Off in the distance two great buildings rose out of the haze on the Stamboul side. The dome of the Mosque of the Sultana Validé shimmered directly in front of them, and off to their left, gleaming white across the water, the suleimanieh, the gigantic and ancient mosque of Soliman, straddled a tall hill and frowned out over both the Golden Horn and the Sea of Marmara.

They descended the stairs and each paid his penny to the white-robed toll collector. The bridge was as crowded, Barnett thought, as the Bowery on a Saturday afternoon. And such people as were never seen on the streets of New York: Persians in flaring red robes and tall, conical hats; Circassians with curled blond beards, wearing long, black caftans and bearskin caps… Four black Turks trotted by with an ebony and ivory sedan chair on their shoulders. A veiled harem girl stared soulfully through the gauze curtains at Barnett, and then giggled as the chair passed.

"I'm getting a peculiar feeling as we cross this bridge," Barnett told Sefton. "It's hard to explain, but it's as though we were going, step by step, backward in time."

"The nineteenth century has yet to reach Stamboul," Sefton agreed, "for all that it's almost over. For us, it's 1885. For them" — he pointed with his stick at three women in front of them wrapped in layer after layer of concealing linen—"who is to say what year— what age — it is. As they reckon time, it is the year 1302 of the Hegira. These young ladies are halaiks—slave girls — belonging to the harem of some emir, and the two tall Negro gentlemen escorting them are eunuchs from his court."

They reached the Stamboul side of the bridge, and Barnett stepped thoughtfully into an alien world. "Well!" he said, "there's an article for my paper. We're still a mite sensitive on the subject of slavery in the United States, having eliminated it from our own shores a bare twenty years ago. And you might say we did it the hard way, too. Is slavery an accepted institution here?"

Lieutenant Sefton nodded, the trace of a hard smile on his face. "Slavery, bigamy, harems, eunuchs, exotics, exquisites — and a hundred things we've never heard of, and another hundred for which English has no words."

"Goddamn!" Barnett said. "You'll have to tell me all about it. This might make the Sunday Supplement! Course, I'm not exactly sure how to explain to our readers what a eunuch is, but I'll give it a stab and let the rewrite desk worry about it."

The Sublime Porte, a connected maze of palaces and gardens surrounded by a high wall, contained the palace of the sultan's chief minister, the grand vizier, along with the ministries of foreign affairs and war. Lieutenant Sefton led the way into the palace and took Barnett through a series of offices and waiting rooms. In each he spoke to someone, a few lire notes changed hands, and they were forwarded to the next. Although the official language of the Ottoman government was French, Sefton spoke in Turkish, and Barnett merely stood by and tried to look intelligent.
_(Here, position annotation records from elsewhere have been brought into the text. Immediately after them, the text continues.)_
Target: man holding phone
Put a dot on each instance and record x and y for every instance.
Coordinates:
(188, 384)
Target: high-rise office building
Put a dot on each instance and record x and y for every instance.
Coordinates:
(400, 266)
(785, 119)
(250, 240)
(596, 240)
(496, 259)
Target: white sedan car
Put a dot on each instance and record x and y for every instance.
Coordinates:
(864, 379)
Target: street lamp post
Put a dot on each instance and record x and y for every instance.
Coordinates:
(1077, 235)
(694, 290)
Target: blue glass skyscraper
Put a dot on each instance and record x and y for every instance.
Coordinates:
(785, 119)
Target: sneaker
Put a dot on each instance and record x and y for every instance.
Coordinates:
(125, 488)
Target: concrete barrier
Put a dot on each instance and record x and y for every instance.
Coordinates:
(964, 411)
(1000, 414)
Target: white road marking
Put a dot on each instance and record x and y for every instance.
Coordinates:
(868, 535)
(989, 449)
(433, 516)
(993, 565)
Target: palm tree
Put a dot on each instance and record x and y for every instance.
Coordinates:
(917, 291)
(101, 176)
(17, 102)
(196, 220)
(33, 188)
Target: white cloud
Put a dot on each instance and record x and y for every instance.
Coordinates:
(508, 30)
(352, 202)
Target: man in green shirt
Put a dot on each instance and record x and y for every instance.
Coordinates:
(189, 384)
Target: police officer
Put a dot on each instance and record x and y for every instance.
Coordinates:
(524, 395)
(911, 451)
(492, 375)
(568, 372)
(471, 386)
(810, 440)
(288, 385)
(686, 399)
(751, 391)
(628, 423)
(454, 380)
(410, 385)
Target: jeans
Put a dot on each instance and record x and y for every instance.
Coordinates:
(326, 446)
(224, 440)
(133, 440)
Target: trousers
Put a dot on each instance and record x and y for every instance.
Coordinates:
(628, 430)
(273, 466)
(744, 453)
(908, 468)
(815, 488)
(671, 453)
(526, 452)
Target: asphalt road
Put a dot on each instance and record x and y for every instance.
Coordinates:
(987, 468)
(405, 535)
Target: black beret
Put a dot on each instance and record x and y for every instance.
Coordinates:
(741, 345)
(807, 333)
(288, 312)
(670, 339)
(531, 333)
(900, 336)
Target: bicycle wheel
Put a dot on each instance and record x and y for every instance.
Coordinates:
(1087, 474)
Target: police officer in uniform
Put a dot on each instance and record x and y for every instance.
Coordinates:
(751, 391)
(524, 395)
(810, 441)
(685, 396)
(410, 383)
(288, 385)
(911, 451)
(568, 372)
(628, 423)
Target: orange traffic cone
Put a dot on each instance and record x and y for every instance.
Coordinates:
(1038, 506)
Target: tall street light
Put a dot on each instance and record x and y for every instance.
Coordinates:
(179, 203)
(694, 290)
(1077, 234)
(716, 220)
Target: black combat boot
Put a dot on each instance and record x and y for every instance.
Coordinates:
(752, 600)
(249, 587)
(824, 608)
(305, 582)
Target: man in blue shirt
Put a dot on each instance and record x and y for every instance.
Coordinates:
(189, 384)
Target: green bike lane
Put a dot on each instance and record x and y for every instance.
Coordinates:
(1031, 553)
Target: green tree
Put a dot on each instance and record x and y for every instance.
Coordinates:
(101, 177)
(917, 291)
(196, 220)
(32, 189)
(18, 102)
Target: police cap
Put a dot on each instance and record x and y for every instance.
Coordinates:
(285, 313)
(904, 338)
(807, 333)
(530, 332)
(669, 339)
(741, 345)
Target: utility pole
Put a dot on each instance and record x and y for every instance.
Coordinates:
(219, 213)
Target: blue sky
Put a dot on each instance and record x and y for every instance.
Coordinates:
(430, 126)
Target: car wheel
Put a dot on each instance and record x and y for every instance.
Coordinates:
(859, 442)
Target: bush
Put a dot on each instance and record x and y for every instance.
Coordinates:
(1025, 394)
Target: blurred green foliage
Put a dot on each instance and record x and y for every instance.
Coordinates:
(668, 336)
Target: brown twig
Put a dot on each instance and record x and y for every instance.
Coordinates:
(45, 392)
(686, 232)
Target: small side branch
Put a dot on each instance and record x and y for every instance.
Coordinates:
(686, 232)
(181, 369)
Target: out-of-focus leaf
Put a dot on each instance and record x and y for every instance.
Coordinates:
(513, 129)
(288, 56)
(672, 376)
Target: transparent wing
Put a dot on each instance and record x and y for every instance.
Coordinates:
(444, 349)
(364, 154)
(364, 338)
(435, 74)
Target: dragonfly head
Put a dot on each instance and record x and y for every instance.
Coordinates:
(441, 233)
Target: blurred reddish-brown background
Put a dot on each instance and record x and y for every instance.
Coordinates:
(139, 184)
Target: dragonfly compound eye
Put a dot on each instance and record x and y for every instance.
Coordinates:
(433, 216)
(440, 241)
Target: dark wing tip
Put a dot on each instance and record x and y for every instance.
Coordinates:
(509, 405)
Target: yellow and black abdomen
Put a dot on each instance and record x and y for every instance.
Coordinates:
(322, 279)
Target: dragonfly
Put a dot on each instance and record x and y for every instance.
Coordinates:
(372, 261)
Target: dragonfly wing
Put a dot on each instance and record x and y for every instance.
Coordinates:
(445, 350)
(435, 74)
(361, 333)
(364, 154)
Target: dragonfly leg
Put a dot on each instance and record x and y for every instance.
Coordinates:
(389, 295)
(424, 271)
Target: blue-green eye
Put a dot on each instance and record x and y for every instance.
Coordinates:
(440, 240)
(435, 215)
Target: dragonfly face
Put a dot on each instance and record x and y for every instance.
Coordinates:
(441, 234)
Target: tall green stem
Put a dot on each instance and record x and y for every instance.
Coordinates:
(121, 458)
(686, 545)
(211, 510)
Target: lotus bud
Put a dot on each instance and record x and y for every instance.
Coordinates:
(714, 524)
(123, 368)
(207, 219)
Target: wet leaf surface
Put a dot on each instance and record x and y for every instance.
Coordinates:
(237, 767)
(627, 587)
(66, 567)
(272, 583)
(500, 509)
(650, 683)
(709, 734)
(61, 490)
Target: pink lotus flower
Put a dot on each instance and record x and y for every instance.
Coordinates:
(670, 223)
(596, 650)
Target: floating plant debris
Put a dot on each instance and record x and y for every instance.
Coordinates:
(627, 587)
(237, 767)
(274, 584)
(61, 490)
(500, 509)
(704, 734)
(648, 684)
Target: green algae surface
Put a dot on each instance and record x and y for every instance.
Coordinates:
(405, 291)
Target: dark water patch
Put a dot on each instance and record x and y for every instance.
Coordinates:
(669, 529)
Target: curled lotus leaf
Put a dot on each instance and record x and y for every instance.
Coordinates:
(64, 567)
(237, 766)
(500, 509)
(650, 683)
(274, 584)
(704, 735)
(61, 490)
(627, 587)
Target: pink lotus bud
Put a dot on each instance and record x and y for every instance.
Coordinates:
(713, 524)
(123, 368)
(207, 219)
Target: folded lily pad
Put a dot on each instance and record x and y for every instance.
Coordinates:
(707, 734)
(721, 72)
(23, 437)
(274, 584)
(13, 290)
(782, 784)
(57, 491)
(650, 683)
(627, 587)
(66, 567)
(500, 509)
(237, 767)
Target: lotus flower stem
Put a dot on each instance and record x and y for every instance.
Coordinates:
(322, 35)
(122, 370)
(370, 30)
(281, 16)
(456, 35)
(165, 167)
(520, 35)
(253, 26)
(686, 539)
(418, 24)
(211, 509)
Finally, they were taken to a richly appointed room on an inner courtyard of the palace. "We have arrived," Sefton said, sinking into a gold-brocade overstuffed armchair. "The Captain Pasha himself is going to see us."

"The Captain Pasha?"

"The Osmanli equivalent of the First Lord of the Admiralty," Sefton explained, darting his eyes around the room like some great hawk.

"Was it really necessary to bribe all those people to get here?" Barnett asked.

Lieutenant Sefton focused his gaze on Barnett and studied him as he would a whist hand. "You are serious," he decided. "My dear man, those weren't bribes. You're in the Levant. Simple gratuities, incentives. Thus we arrived in this office in slightly over an hour instead of two weeks. This despite the fact that the Captain Pasha actually wants to see us."

"I wasn't making a moral judgment," Barnett assured him. "This sort of thing exists in the States. It's just the openness of it here that surprises me. A Tammany politico would take you in the back room with the lights turned down low. And he'd have four relatives and a judge all ready to swear that he was somewhere else at the time."